How I Built This (Lessons Learned)

1. Start with CLAUDE.md, add rules/agents later

The project brain came first. I began by documenting data sources, pipeline decisions, and findings. Rules and agents were added incrementally as pain points emerged (e.g., notation inconsistencies → notation-registry rule).

2. Rules for "always-on" constraints, skills for "on-demand" workflows

If something should be enforced in every interaction (notation, citation format), make it a rule. If it's a workflow you invoke occasionally (proofread a chapter), make it a skill.

3. The Opus escalation pattern

Most agents run on the default model (Sonnet), which is fast and cheap. The causal-inference agent runs on Opus because econometric methodology review requires deeper reasoning. This keeps costs low for routine tasks while preserving quality where it matters.

4. DO/DON'T lists prevent drift

After the first month, I noticed Claude occasionally suggesting approaches I'd already ruled out (e.g., td_adjusted as primary measure, foreign labor share as IV). Adding explicit "DO NOT suggest" lists in CLAUDE.md eliminated this.

5. Quality gates should never block

Early versions had quality scores that could prevent actions. This was frustrating — sometimes you need to write a rough draft. Making scores advisory-only (informational feedback, never blocking) was the right call.

6. The session log is underrated

The chronological log at the bottom of CLAUDE.md ("Session Log") seems simple, but it's crucial.

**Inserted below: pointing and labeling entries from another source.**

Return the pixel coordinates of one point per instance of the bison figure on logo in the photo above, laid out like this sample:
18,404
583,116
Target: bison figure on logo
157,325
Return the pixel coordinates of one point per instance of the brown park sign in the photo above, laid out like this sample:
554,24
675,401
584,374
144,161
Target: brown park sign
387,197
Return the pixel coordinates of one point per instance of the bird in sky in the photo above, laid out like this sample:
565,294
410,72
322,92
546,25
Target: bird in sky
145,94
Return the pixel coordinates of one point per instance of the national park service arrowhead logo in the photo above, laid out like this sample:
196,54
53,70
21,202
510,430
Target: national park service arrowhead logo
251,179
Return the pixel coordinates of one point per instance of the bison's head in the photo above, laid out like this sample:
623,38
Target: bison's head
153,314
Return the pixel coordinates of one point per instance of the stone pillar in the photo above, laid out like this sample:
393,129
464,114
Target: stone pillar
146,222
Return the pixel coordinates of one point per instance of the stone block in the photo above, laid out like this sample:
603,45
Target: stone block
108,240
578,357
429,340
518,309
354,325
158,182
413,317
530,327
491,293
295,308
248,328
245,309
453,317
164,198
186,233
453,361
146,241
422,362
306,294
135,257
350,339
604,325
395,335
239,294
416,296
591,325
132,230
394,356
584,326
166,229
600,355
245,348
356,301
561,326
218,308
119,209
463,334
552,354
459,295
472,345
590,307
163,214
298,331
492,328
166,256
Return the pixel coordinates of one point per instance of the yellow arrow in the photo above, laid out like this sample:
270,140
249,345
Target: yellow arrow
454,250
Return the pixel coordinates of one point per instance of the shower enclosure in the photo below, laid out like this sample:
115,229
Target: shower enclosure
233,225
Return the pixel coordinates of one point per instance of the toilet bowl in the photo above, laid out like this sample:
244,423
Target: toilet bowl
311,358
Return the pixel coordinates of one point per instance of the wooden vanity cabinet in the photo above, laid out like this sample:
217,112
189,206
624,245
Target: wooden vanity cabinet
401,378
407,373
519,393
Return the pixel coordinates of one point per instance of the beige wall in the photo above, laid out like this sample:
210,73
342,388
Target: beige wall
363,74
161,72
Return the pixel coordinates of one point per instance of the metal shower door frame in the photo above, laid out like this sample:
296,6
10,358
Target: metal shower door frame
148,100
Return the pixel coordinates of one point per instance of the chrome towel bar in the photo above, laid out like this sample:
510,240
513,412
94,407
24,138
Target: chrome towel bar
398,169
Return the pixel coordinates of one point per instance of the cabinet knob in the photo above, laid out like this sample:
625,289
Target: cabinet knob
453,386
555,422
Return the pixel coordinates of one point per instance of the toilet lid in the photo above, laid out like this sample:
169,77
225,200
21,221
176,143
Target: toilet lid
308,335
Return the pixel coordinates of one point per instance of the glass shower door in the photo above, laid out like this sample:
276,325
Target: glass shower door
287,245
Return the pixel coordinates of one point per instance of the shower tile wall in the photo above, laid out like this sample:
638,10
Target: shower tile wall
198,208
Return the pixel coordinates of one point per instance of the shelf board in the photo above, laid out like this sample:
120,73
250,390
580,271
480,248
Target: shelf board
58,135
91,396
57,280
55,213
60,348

When you return after a week, it tells you exactly where you left off and what decisions were made.


Thesis Context

Title: Automation and Political Ideology: Task Displacement Effects on Ideological Positioning in the United States

Research Design:

  • Shift-share (Bartik) identification: industry-level automation shocks × base-year employment composition
  • Two-Way Fixed Effects (TWFE) on a pseudo-panel of 18 demographic groups × 9 election cycles (2006–2022)
  • Primary outcome: IRT ideology scores (continuous); secondary: Republican vote share
  • Geographic extensions at the state level (882 state×group cells) and commuting zone level (722 CZs)

Key Finding: A one-standard-deviation increase in task displacement is associated with a statistically significant conservative shift in ideology (β = 0.468, p = 0.020 for the preferred specification).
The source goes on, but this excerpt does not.